Generative learning – definition and meaning
Generative learning is a learning theory that involves actively integrating new ideas with what the learner already knows. In other words, incorporating existing knowledge with new information based on open-mindedness and experimentation. For learners to understand what they learn, they have to construct meaning actively.
Put simply; generative learning is a style of learning in which the learning links old and new ideas. The aim is to gain a better understanding of the new data or concepts.
It is a type of instruction that constructivists developed. In fact, generative learning is the parent of several current academic motivation theories.
Merlin C. Wittrock (1931-2007), an American educational psychologist, introduced the theory in 1974.
Wittrock said that it was possible for learners to actively integrate new ideas into their memory to enhance their learning experience.
According to The Law Dictionary, generative learning is:
“A new way of viewing old methods drives this style of learning. It encourages individual and team creativity. To flow with market, technology and society changes, organizations depend on the generative learning style.”

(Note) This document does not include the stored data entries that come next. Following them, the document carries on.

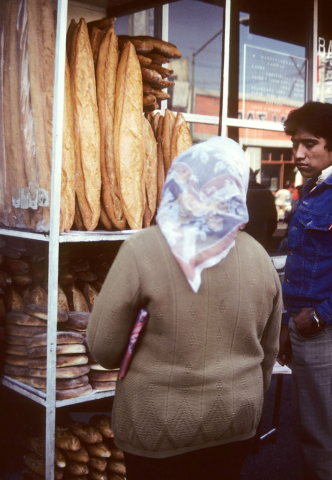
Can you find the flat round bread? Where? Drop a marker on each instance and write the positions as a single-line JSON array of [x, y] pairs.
[[96, 366], [23, 331], [61, 383], [60, 350], [78, 320], [16, 370], [20, 318], [17, 349], [21, 378], [62, 372], [12, 340], [103, 375], [103, 385], [40, 311], [61, 361], [17, 360], [63, 338]]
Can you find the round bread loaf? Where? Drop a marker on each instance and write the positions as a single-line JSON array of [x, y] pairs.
[[103, 375], [13, 340], [103, 424], [78, 320], [63, 338], [60, 350], [21, 378], [73, 392], [40, 311], [16, 370], [24, 331], [61, 383], [79, 456], [17, 349], [103, 385], [17, 360], [86, 433], [96, 366], [62, 372], [20, 318], [99, 450], [97, 463], [61, 361]]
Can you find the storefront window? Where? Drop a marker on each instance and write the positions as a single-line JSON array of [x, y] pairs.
[[270, 78], [196, 28]]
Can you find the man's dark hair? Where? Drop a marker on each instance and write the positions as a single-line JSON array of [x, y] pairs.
[[315, 118]]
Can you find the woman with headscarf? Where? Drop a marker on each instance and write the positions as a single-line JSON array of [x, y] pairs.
[[192, 397]]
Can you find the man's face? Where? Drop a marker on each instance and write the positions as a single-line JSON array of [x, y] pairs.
[[311, 156]]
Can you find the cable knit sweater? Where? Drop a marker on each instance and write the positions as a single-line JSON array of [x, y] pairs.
[[203, 360]]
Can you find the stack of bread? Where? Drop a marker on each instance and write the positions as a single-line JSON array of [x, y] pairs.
[[21, 328], [35, 460], [82, 452], [71, 365]]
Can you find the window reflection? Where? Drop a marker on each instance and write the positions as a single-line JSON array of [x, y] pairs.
[[196, 28]]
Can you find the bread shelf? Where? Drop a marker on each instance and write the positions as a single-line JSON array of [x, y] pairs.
[[73, 236], [40, 397]]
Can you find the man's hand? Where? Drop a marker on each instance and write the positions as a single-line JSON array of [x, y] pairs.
[[285, 350], [304, 324]]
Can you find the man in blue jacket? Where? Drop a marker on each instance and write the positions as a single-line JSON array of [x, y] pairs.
[[306, 334]]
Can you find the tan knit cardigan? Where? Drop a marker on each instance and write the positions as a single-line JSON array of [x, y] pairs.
[[203, 360]]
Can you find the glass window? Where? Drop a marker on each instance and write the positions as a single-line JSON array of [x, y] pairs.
[[270, 78], [196, 28]]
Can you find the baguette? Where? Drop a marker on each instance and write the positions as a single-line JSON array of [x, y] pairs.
[[164, 72], [144, 61], [160, 160], [87, 131], [140, 46], [157, 58], [36, 352], [67, 207], [69, 39], [181, 139], [151, 159], [96, 36], [128, 137], [102, 24], [106, 92], [149, 100], [169, 121], [151, 76], [41, 50], [160, 46]]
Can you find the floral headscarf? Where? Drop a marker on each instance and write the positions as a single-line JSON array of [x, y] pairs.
[[204, 205]]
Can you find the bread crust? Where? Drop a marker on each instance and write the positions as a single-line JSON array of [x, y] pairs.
[[128, 137], [181, 139], [87, 131]]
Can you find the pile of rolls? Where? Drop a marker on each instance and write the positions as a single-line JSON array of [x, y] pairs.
[[84, 451]]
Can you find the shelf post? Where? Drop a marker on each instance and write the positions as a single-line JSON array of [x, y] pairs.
[[53, 253]]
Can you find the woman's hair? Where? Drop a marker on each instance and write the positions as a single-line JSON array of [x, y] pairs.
[[315, 118]]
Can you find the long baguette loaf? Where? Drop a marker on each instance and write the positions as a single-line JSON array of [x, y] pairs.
[[106, 90], [128, 136], [169, 122], [160, 46], [41, 50], [151, 159], [181, 139], [96, 36], [67, 209], [87, 132], [11, 89], [160, 164], [140, 46]]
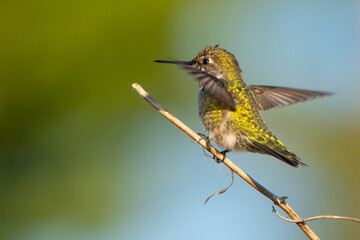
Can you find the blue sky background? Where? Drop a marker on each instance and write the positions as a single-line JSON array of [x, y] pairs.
[[84, 157]]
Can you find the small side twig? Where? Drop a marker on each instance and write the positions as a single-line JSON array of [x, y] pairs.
[[316, 217], [279, 201]]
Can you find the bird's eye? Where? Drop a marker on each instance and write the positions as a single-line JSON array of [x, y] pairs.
[[205, 61]]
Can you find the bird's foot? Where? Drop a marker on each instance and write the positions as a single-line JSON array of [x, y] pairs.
[[218, 160], [282, 199], [207, 139]]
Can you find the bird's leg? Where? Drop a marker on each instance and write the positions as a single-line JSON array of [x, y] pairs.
[[223, 153], [207, 139]]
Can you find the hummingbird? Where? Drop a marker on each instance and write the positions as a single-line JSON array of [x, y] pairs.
[[230, 110]]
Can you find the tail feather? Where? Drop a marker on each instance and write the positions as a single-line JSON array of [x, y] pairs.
[[290, 159]]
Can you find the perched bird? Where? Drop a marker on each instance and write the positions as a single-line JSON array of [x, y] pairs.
[[230, 110]]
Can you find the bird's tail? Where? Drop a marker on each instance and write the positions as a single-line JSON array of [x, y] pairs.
[[283, 154]]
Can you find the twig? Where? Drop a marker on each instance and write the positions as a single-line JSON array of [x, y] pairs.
[[317, 217], [277, 200]]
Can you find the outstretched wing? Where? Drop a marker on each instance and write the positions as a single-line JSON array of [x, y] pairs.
[[211, 84], [269, 97]]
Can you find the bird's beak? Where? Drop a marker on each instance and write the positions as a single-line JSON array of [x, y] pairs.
[[175, 62]]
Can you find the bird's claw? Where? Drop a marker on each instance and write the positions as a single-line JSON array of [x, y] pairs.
[[218, 160], [207, 139]]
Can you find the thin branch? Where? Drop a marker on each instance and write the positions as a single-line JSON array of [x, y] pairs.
[[277, 200], [316, 217]]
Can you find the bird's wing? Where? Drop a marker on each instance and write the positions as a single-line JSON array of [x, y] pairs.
[[211, 84], [269, 97]]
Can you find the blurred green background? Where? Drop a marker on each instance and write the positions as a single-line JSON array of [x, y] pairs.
[[82, 156]]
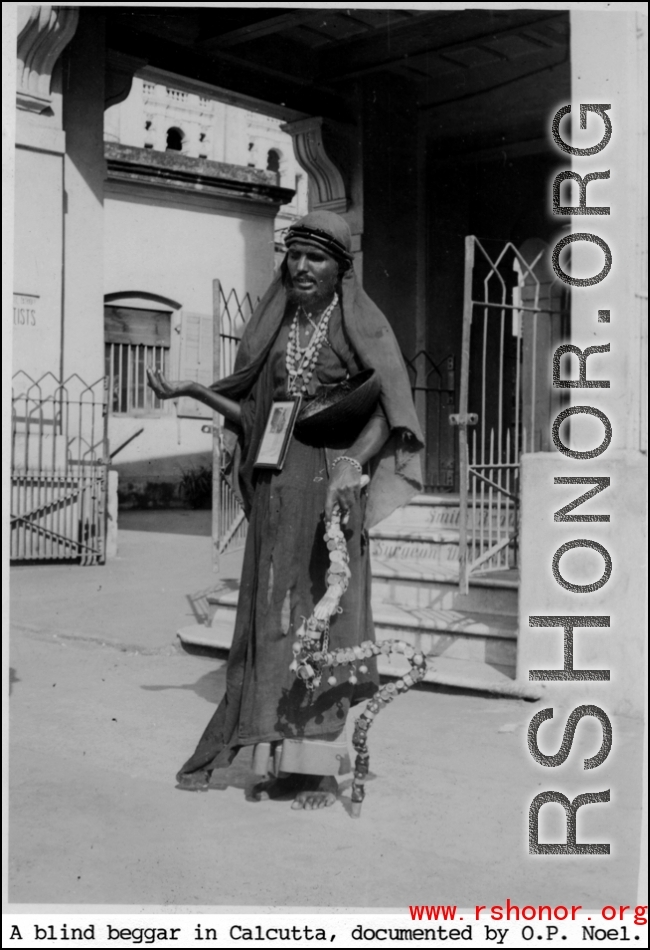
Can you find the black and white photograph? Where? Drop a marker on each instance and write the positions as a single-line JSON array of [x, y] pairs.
[[325, 458]]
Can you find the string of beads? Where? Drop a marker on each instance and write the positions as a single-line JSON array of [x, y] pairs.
[[302, 362]]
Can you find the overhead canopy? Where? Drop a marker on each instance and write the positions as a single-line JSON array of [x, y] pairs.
[[305, 61]]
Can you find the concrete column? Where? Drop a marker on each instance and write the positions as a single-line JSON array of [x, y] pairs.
[[43, 33], [83, 122]]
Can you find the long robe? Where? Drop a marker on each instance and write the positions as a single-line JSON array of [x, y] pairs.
[[283, 577]]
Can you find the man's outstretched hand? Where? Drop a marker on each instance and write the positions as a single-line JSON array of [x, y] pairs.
[[166, 390]]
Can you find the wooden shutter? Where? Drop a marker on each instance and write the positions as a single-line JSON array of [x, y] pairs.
[[128, 325], [196, 360]]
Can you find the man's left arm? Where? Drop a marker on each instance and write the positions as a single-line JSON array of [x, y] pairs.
[[344, 487]]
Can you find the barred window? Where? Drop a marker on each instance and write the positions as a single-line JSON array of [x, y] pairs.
[[135, 340]]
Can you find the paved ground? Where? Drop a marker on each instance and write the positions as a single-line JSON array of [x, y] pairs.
[[105, 707]]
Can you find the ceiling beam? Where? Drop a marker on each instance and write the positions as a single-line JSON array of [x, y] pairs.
[[266, 27], [229, 72], [364, 62]]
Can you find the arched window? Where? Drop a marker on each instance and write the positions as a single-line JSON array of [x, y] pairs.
[[175, 139], [273, 161]]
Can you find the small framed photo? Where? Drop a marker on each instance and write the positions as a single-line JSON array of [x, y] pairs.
[[277, 434]]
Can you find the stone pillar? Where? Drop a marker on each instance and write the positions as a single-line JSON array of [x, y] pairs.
[[83, 122], [43, 33], [330, 153]]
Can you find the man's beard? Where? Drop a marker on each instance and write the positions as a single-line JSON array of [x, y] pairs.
[[312, 301]]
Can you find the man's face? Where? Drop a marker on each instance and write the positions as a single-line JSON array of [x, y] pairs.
[[313, 274]]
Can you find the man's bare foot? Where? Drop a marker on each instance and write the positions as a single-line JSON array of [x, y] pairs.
[[285, 787], [319, 791]]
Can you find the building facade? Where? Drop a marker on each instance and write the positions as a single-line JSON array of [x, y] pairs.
[[424, 129]]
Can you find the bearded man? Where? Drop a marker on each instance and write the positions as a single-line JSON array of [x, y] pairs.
[[314, 328]]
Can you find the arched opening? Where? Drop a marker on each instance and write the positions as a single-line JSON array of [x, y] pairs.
[[175, 138], [273, 161], [137, 337]]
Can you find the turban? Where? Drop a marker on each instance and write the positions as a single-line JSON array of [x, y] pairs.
[[396, 471], [324, 230]]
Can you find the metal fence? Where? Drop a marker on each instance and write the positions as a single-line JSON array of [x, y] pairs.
[[232, 313], [58, 469], [436, 383], [512, 311]]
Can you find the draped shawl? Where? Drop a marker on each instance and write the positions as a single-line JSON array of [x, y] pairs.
[[396, 472]]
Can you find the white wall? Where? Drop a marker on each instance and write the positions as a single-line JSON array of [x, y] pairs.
[[175, 245], [38, 247]]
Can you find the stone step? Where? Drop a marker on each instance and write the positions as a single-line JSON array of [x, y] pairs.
[[444, 511], [427, 583]]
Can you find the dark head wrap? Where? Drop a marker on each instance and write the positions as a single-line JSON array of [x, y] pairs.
[[324, 230], [396, 475]]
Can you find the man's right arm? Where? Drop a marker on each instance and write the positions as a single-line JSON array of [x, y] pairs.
[[163, 389]]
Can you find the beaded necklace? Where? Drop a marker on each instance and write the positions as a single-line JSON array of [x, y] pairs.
[[300, 361]]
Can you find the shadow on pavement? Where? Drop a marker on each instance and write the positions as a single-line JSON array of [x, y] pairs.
[[210, 687], [167, 521]]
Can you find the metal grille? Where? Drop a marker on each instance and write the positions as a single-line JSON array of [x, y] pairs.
[[229, 524], [126, 371], [58, 469], [436, 383], [506, 298]]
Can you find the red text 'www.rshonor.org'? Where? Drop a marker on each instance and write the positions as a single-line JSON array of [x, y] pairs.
[[528, 912]]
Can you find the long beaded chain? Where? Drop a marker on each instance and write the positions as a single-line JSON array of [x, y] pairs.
[[301, 363]]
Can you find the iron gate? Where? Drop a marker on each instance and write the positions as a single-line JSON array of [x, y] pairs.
[[514, 313], [231, 314], [436, 382], [59, 453]]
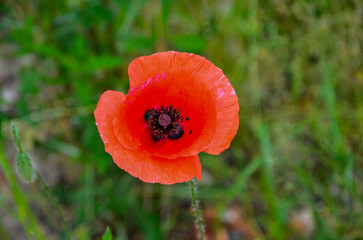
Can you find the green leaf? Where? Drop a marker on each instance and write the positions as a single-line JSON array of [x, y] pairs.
[[24, 167], [107, 235], [15, 131]]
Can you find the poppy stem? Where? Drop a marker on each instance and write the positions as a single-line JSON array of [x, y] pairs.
[[197, 211]]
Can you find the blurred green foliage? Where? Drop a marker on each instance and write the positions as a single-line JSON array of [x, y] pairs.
[[294, 170]]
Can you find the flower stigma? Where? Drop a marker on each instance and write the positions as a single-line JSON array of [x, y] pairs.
[[165, 122]]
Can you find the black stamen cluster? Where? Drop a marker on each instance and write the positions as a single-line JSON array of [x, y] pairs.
[[159, 129]]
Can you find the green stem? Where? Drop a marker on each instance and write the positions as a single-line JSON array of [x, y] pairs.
[[52, 199], [197, 211], [25, 214]]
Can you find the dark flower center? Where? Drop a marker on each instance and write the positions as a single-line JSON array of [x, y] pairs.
[[165, 122]]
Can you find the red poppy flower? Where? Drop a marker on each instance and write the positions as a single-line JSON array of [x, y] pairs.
[[178, 105]]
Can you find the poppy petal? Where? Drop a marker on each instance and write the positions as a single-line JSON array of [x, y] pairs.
[[139, 163], [110, 103], [204, 73], [155, 169], [227, 109], [195, 102]]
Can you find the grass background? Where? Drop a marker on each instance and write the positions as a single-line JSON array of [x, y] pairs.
[[294, 170]]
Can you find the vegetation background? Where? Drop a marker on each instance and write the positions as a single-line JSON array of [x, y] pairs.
[[294, 170]]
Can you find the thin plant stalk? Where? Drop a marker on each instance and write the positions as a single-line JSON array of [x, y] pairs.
[[197, 211], [52, 199], [25, 214]]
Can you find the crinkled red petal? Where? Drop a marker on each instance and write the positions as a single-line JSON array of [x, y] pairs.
[[190, 68], [140, 163], [194, 102]]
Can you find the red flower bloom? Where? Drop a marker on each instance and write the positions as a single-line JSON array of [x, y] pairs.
[[178, 105]]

Generative learning and memory
The theory suggests that when learning new things, we use memories that already exist in our brains. When we add new data to our long-term memory, that data becomes a part of the things we know.
In other words, it becomes part of our knowledge base if we integrate it within our long-term memory.
The theory assumes that our brains do no simply observe passively in our environment. Neither do our brains observe the events they experience passively.
In fact, they construct their own perceptions about experiences, scenarios, and problems.
Generative learning – four key concepts
In an article in elearningindustry.com, Christopher Pappas explains that Generative Learning Theory comprises four key concepts: recall, integration, organization, and elaboration.
Teachers and creators of teaching materials can involve one, two, or more of those concepts. Learners’ needs determine which concepts to use as well as which learning materials are available.
Learners could integrate new concepts or data with concepts or information they had already gathered or stored.
By integrating the new data, learners have altered it into a form. They can subsequently remember and access the new information more easily.
Learners could, for example, learn a new concept by creating analogies. They could also paraphrase the content.
When we access information which we have stored in our long-term memory we ‘recall.’
Learners could, for example, repeat new information several times until they understand it fully. They could also do the same with new concepts.
Elaboration means adding new concepts to knowledge that we had already stored by analyzing them.
For example, we could create mental images. How could you learn and remember the meaning of BREXIT? You could create an image of somebody wearing the Union Jack exiting a room through a door. BREXIT stands for BRitain EXITing the European union.
Organization refers to linking data or concepts we had already gathered to new information or concepts in an effective way.
For example, we could analyze the main points of a particular concept. Additionally, we could create lists.